Let’s discuss each of these:
Well, we know that that is what drives the casino business in Las Vegas and it’s what keeps those gamblers coming back in record numbers year after year. It’s what allows casino owners to completely tear down and rebuild their billion dollar facilities every ten years. There’s an old adage: “The worst thing that can happen to a person visiting a Las Vegas casino for the first time is…. WINNING!”
It’s also what keeps many people putting too much of their assets in the hands of Wall St. and their local brokers. What I’m saying when I say, ‘too much of their assets’ I mean too much of their important money; Risking more than makes sense for their financial situation. A person’s financial situation includes several things. For instance, Age, health, amount of debt, Total dollar amount of assets and how liquid are those assets. How much secure money do they have? Family dynamics. Those are just a few; I’m sure there are more. What’s really troubling is that often a couple near or in retirement are in good shape, but they want MORE (greed), and I’ve seen the market do irreparable harm to their finances forcing one or both spouses to go back to work.
Greed: It’s one of the seven deadly sins.
Just like in Las Vegas, it’s ok to “PLAY”; play’ means you’re not SERIOUS- you’re Playing.

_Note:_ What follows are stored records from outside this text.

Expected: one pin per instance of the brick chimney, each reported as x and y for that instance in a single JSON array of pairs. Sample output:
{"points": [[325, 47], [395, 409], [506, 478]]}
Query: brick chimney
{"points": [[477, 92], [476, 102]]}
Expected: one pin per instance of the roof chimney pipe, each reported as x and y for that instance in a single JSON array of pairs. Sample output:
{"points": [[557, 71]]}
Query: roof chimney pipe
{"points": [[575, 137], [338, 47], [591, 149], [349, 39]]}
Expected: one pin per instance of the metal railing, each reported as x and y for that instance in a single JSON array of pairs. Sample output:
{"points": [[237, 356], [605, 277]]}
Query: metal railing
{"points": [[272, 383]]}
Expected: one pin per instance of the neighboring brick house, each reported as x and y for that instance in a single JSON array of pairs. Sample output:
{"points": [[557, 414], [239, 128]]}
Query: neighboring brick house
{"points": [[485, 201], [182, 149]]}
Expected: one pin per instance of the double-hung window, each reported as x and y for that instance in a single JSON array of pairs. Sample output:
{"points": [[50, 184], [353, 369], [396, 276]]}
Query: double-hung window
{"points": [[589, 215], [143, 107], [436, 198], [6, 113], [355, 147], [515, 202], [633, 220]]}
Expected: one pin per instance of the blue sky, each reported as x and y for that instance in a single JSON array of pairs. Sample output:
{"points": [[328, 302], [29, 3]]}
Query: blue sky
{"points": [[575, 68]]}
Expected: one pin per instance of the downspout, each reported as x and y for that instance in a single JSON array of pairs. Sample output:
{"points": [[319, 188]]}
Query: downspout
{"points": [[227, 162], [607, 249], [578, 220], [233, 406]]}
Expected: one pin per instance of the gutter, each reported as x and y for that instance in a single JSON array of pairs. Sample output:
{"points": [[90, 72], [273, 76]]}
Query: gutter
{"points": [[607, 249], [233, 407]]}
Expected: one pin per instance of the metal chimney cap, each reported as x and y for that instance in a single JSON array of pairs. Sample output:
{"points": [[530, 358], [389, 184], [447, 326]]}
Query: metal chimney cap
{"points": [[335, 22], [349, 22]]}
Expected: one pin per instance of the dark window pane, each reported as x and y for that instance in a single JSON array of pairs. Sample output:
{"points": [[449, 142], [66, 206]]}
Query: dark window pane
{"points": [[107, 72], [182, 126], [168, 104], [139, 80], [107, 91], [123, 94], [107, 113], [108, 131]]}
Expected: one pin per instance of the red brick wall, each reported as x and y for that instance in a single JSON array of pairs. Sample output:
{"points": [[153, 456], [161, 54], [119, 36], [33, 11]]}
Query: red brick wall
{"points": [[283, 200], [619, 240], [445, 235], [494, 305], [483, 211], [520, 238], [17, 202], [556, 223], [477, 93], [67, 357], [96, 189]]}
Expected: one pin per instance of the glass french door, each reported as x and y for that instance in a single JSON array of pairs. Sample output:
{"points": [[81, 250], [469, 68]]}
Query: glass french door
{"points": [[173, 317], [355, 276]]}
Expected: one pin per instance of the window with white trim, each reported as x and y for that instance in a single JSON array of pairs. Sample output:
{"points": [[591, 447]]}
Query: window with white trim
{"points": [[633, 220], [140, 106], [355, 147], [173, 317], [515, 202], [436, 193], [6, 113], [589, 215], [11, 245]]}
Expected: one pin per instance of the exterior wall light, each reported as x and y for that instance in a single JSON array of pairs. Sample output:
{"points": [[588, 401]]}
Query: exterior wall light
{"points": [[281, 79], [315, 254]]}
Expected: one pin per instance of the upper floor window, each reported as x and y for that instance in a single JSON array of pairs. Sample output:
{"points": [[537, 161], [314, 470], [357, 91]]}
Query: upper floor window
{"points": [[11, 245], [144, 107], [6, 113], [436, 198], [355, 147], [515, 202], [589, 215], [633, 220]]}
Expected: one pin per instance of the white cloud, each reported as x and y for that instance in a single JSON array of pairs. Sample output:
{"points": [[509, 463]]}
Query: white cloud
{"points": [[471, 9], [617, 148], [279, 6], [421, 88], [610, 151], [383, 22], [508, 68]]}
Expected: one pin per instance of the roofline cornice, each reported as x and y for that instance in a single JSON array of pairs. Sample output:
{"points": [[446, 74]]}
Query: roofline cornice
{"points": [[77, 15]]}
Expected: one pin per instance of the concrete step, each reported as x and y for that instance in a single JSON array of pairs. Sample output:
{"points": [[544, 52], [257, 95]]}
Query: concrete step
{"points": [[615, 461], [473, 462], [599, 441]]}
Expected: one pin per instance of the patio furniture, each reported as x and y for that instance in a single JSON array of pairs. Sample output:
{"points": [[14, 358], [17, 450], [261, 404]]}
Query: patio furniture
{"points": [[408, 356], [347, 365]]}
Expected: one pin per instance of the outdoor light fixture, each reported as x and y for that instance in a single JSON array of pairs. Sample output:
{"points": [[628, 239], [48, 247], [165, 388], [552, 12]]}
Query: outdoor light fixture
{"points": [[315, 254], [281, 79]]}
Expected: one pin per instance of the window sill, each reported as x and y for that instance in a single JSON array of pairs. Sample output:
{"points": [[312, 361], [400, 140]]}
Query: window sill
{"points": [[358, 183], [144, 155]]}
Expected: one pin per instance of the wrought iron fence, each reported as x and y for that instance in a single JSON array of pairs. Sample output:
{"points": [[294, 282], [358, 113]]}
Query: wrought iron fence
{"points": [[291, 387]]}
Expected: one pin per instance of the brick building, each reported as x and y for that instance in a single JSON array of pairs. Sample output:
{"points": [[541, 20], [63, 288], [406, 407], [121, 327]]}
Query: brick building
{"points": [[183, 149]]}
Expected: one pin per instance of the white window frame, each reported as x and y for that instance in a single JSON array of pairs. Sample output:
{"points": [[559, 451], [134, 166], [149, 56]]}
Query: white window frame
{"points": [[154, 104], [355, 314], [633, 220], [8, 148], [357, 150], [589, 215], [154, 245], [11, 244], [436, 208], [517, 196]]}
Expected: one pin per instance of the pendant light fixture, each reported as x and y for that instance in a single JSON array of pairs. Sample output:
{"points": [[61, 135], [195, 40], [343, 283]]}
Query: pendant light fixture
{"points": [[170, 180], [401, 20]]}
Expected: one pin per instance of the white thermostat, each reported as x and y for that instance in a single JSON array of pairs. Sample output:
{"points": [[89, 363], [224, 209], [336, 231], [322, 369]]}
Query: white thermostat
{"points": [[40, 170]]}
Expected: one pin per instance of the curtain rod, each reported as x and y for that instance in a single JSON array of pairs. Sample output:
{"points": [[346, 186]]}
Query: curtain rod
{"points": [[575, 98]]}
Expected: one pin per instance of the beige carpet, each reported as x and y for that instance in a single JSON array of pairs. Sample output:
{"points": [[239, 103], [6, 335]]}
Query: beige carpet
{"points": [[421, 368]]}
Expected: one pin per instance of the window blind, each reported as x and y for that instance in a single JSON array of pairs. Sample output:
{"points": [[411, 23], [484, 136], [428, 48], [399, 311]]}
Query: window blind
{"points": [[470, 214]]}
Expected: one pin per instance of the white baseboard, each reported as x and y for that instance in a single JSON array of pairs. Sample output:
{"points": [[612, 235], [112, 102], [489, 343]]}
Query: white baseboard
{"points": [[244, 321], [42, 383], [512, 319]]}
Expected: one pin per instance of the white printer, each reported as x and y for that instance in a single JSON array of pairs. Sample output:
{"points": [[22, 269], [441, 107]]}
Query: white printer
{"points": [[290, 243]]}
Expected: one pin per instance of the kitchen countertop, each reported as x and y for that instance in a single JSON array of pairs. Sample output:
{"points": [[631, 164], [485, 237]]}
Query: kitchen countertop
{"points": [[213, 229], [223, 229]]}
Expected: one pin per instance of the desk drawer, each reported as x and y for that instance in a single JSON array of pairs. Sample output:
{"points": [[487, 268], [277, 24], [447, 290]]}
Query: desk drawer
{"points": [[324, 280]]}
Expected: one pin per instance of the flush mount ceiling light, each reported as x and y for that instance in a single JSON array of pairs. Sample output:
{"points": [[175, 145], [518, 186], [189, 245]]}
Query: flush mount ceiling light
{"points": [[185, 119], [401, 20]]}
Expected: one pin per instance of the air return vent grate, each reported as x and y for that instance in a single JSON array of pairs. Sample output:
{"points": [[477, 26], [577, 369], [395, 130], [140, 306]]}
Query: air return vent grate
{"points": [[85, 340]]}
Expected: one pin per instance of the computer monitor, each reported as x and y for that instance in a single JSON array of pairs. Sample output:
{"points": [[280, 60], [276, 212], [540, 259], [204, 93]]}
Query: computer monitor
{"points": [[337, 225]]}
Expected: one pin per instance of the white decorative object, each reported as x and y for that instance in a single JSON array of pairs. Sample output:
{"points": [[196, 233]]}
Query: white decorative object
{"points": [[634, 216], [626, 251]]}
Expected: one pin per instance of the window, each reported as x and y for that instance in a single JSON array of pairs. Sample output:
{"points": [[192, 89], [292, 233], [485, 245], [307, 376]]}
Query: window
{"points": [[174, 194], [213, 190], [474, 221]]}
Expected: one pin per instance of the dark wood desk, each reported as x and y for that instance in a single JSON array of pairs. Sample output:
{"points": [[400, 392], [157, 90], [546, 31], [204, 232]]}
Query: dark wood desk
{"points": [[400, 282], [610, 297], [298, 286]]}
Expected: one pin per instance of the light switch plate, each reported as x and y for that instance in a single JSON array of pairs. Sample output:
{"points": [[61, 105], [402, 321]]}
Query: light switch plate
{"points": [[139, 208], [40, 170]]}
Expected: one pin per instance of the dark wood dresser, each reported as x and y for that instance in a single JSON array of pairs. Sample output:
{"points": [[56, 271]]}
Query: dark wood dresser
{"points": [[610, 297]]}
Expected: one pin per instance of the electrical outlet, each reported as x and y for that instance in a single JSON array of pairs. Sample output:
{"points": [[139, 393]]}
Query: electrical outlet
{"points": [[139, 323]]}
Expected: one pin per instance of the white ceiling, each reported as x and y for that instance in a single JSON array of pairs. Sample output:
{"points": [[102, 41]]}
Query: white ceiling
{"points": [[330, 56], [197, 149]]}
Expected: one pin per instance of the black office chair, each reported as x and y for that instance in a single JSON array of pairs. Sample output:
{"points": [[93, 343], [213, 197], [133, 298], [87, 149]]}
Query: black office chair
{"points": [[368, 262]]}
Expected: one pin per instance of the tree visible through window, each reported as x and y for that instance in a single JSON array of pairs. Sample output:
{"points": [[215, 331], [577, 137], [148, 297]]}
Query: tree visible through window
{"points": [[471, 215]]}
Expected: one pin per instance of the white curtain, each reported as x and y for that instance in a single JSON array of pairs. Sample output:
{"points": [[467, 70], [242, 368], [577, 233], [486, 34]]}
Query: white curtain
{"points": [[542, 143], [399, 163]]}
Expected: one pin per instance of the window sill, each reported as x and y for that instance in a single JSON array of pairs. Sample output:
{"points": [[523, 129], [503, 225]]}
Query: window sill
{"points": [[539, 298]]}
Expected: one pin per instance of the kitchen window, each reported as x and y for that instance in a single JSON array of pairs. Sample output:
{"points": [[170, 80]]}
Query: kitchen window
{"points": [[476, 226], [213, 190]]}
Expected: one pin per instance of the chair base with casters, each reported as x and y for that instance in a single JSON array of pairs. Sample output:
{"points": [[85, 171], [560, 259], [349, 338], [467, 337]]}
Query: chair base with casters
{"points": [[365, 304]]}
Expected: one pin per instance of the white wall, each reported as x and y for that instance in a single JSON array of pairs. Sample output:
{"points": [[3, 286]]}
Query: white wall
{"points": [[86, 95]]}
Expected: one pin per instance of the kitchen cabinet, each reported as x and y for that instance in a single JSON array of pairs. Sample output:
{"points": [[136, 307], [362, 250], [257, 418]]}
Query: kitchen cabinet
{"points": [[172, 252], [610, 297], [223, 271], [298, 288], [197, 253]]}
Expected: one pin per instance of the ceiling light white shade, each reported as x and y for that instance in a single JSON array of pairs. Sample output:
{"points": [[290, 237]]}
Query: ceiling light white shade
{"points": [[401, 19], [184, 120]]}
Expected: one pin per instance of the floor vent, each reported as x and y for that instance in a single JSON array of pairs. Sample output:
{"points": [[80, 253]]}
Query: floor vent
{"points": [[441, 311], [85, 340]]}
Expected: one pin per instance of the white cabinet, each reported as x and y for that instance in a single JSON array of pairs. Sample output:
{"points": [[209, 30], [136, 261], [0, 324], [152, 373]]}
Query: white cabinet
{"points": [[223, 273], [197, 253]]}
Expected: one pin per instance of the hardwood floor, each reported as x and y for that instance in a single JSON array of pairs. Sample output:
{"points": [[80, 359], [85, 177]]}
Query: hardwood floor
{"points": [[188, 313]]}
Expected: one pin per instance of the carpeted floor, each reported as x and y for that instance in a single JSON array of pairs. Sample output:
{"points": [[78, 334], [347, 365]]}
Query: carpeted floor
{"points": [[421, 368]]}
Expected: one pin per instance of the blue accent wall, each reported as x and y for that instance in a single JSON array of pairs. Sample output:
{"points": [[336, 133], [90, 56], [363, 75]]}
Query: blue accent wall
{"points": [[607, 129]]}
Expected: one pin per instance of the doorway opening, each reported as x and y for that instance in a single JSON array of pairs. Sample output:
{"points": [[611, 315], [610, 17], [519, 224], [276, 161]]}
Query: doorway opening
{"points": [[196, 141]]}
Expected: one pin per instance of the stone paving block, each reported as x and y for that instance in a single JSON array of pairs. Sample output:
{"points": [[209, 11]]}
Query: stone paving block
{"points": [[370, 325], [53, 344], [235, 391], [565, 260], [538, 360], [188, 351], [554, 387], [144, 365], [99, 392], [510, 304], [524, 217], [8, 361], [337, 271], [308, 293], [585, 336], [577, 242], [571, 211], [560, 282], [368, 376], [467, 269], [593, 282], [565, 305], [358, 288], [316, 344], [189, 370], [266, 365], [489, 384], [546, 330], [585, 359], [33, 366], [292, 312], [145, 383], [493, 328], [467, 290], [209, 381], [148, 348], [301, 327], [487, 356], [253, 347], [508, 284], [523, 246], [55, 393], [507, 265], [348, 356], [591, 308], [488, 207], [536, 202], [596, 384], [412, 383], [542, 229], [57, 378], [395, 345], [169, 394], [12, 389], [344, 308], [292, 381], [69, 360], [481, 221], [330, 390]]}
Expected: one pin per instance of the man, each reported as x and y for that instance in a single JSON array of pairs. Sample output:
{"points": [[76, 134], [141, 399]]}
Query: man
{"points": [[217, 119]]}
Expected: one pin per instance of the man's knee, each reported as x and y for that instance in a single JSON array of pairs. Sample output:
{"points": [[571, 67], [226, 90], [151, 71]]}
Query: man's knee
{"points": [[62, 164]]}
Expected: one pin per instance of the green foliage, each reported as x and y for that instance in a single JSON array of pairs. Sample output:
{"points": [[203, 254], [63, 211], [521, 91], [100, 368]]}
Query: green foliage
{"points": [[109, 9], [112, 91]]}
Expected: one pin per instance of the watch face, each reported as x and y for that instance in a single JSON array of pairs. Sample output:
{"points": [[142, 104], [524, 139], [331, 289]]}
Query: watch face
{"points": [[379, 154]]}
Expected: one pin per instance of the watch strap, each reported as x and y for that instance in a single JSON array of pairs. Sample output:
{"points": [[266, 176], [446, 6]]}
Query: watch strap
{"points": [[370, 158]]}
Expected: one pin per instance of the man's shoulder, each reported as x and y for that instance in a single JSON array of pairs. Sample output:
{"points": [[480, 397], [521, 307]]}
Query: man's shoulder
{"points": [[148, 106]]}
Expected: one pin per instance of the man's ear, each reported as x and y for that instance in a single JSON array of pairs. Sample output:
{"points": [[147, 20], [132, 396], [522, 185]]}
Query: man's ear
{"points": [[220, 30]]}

You are not risking money that is important to your future.
Let’s talk about “Fear”
Fear of what? “Fear” of MISSING OUT! “Everyone” is doing it”. Or, EVERYONE is getting RICH except us”. “We’ve got to hurry”! Maybe your golf buddy brags about all of the money that he’s making in the stock market. Funny, they never talk about how much money they’ve lost in Las Vegas either.
Lastly, Common Sense.
If this one must be explained, well, I’m not sure I have the time or space for that. I’m not sure I can make that understandable if it’s not intuitive. But, I will say that having a financial PLAN that considers your age, health, debt, liquidity, and how much GUARANTEED money a couple will have in retirement- THAT shows common sense.
Knowing the difference in “Play” money and “Important” money also demonstrates common sense.